Наступит день, и он забудет, какой именно он сделал жест, хотя жест этот выражал лишь то смутное, что бродило в нем в ту минуту, а ведь найдутся люди, которые потребуют, чтобы этому случайному поступку он подчинил все разумные решения, какие он будет принимать впредь! И с него еще спросится за этот поступок, совершенный безотчетно, вернее, потому, что в нем в разных дозах и в весьма противоречивой смеси живут порывистость его отца и покорность его матери. Прочитанные в шестнадцать лет книжки решили за него, что ему суждена великая любовь! Должно быть, его просто привлекало это колдовское сочетание слов «великая любовь», хотя он еще не знал, что оно означает, — любовь, которая длится до гроба, или безумную любовь на час, любовь счастливую или любовь несчастную.

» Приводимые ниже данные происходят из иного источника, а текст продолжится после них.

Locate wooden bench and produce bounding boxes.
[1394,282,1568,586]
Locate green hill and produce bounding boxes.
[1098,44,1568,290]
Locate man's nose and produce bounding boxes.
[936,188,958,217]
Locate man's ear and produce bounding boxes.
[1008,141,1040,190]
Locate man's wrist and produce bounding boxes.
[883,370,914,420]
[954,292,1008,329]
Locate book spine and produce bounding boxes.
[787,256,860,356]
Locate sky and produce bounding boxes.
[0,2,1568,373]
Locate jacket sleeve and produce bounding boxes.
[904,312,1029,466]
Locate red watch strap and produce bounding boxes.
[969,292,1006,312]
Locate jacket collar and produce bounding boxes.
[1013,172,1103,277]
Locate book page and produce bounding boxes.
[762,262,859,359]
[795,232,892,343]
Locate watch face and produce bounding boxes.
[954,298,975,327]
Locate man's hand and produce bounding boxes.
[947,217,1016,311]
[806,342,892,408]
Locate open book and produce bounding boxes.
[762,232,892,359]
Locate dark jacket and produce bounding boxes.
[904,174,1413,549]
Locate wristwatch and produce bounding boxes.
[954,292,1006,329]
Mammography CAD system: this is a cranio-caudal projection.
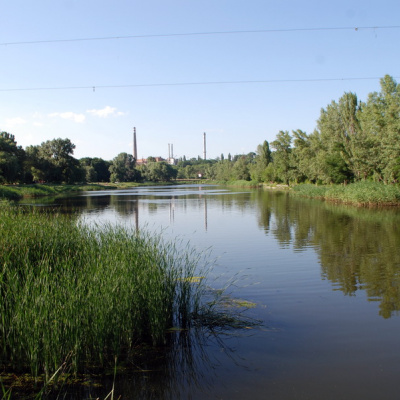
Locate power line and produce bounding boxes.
[0,76,399,92]
[0,25,400,46]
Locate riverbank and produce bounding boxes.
[0,183,117,200]
[0,204,253,399]
[0,206,206,396]
[291,182,400,207]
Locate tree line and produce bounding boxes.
[0,75,400,184]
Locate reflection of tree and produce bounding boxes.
[255,193,400,318]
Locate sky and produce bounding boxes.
[0,0,400,160]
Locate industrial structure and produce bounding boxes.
[133,127,207,165]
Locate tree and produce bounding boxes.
[142,161,178,182]
[271,131,292,184]
[79,157,111,182]
[26,138,85,183]
[0,132,25,183]
[109,153,141,182]
[361,75,400,183]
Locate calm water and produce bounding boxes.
[21,185,400,400]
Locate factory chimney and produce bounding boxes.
[133,128,137,161]
[203,132,207,160]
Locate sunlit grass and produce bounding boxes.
[0,207,209,380]
[293,182,400,205]
[0,183,116,200]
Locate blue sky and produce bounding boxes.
[0,0,400,160]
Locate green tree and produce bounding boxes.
[361,75,400,183]
[142,161,178,182]
[109,153,141,182]
[26,138,85,183]
[0,132,25,183]
[271,131,292,184]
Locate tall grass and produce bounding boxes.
[293,182,400,205]
[0,183,116,200]
[0,207,204,379]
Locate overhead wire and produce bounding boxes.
[0,25,400,46]
[0,76,399,92]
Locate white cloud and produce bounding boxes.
[5,117,26,129]
[86,106,125,118]
[49,111,86,123]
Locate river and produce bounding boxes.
[21,185,400,400]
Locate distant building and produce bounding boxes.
[136,157,166,165]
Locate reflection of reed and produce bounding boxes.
[57,329,246,400]
[258,195,400,318]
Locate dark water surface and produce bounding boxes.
[21,185,400,400]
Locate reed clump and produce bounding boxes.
[0,206,204,379]
[293,181,400,206]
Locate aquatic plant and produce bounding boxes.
[293,181,400,205]
[0,207,209,381]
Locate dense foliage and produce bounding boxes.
[0,75,400,184]
[0,206,206,379]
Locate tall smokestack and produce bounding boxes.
[133,128,137,161]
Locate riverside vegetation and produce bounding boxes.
[0,204,252,398]
[0,75,400,195]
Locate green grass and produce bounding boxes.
[293,182,400,205]
[0,183,116,200]
[0,206,209,381]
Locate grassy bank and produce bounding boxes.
[0,183,116,200]
[204,180,262,189]
[293,182,400,206]
[0,206,211,379]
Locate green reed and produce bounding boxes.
[293,181,400,205]
[0,206,205,379]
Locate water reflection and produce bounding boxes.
[20,185,400,318]
[18,186,400,400]
[255,194,400,318]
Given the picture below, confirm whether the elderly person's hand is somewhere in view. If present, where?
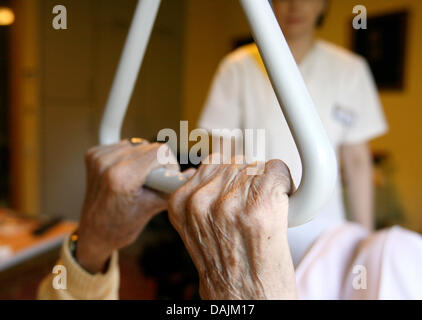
[76,140,179,273]
[169,160,296,299]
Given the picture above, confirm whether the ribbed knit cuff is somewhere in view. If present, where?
[58,237,120,300]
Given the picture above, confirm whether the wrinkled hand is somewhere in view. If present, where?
[169,160,296,299]
[76,140,179,273]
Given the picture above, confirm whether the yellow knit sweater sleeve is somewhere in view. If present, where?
[37,238,120,300]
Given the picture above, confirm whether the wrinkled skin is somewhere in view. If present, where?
[169,156,296,299]
[76,140,179,273]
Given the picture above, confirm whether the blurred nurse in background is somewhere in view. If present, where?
[199,0,387,266]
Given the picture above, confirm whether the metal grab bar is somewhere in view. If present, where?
[100,0,337,227]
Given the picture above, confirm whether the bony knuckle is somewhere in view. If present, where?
[188,190,207,215]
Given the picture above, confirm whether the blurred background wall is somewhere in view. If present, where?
[183,0,422,232]
[4,0,422,231]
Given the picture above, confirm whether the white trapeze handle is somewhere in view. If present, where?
[100,0,337,227]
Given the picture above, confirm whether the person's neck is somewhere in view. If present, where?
[286,33,315,64]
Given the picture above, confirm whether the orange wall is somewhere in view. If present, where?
[183,0,422,231]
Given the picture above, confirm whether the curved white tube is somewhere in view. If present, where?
[100,0,337,227]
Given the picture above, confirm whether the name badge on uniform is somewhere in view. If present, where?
[332,106,356,128]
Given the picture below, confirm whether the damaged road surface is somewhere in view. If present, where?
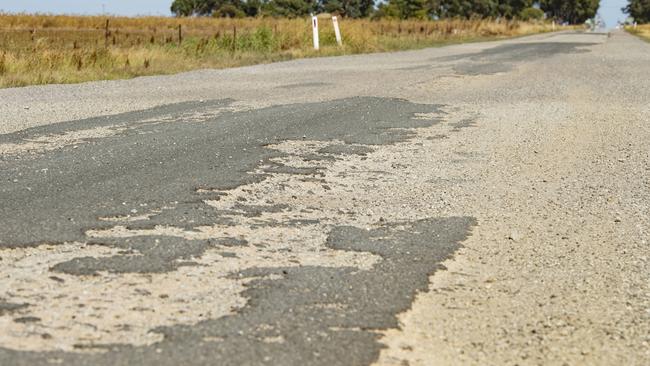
[0,33,650,365]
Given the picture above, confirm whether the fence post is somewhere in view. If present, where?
[332,17,343,46]
[311,16,320,51]
[232,25,237,53]
[104,19,110,47]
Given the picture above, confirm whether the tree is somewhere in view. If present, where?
[622,0,650,23]
[171,0,217,17]
[262,0,318,18]
[322,0,374,18]
[172,0,261,18]
[540,0,600,24]
[377,0,428,19]
[431,0,499,19]
[497,0,533,19]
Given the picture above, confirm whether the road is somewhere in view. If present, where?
[0,32,650,365]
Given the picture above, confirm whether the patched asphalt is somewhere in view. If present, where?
[0,33,624,365]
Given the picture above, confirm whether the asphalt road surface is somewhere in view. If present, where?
[0,33,650,366]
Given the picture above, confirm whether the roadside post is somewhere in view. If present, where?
[332,16,343,46]
[311,15,320,51]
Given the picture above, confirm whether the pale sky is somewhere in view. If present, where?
[0,0,627,27]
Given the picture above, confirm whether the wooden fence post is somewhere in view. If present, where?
[104,19,110,47]
[232,25,237,53]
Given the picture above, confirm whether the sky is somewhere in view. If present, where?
[0,0,627,27]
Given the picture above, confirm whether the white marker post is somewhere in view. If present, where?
[311,16,320,51]
[332,17,343,46]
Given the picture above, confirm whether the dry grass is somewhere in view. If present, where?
[0,14,550,87]
[625,24,650,42]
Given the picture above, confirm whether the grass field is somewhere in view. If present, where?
[625,24,650,42]
[0,14,551,87]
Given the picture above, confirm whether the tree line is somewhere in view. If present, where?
[623,0,650,23]
[171,0,600,24]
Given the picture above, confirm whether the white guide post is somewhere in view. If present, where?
[311,16,320,51]
[332,17,343,46]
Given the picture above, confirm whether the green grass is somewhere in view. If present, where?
[0,14,551,87]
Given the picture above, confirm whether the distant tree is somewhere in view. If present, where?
[262,0,319,18]
[622,0,650,23]
[540,0,600,24]
[431,0,499,19]
[519,8,544,21]
[171,0,262,18]
[497,0,533,19]
[171,0,217,17]
[376,0,429,19]
[322,0,374,18]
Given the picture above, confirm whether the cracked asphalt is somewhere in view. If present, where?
[0,32,650,365]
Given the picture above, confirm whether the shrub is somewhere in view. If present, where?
[519,8,544,21]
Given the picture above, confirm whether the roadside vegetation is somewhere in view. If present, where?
[0,14,551,87]
[623,0,650,42]
[625,24,650,42]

Он коснулся руки Камиллы, потом ее локтя. И вот они уже шагают рядом, так ничего и не сказав друг другу, не к тому выходу, который ведет на пересадку, а к выходу из метро. Они идут, и рядом с ними идут пары, и тоже не произносят ни слова, потому что спать они лягут в одну постель. Они уже стали Симоном и Камиллой Борд. Она опирается на его руку спокойно, как жена.
Последний поезд метро ушел. Они медленно бредут по улице. Симон сказал:
— Я тебя люблю.
Она сказала:
— Я тебя люблю.
Через два часа его разбудил скрип тормозов грузовика и он услышал голоса людей, которые пришли сюда поесть лукового супа и болтали, предвкушая пиршество.
— Спишь? Который час? — спросил он. Потом снова: — Я тебя люблю.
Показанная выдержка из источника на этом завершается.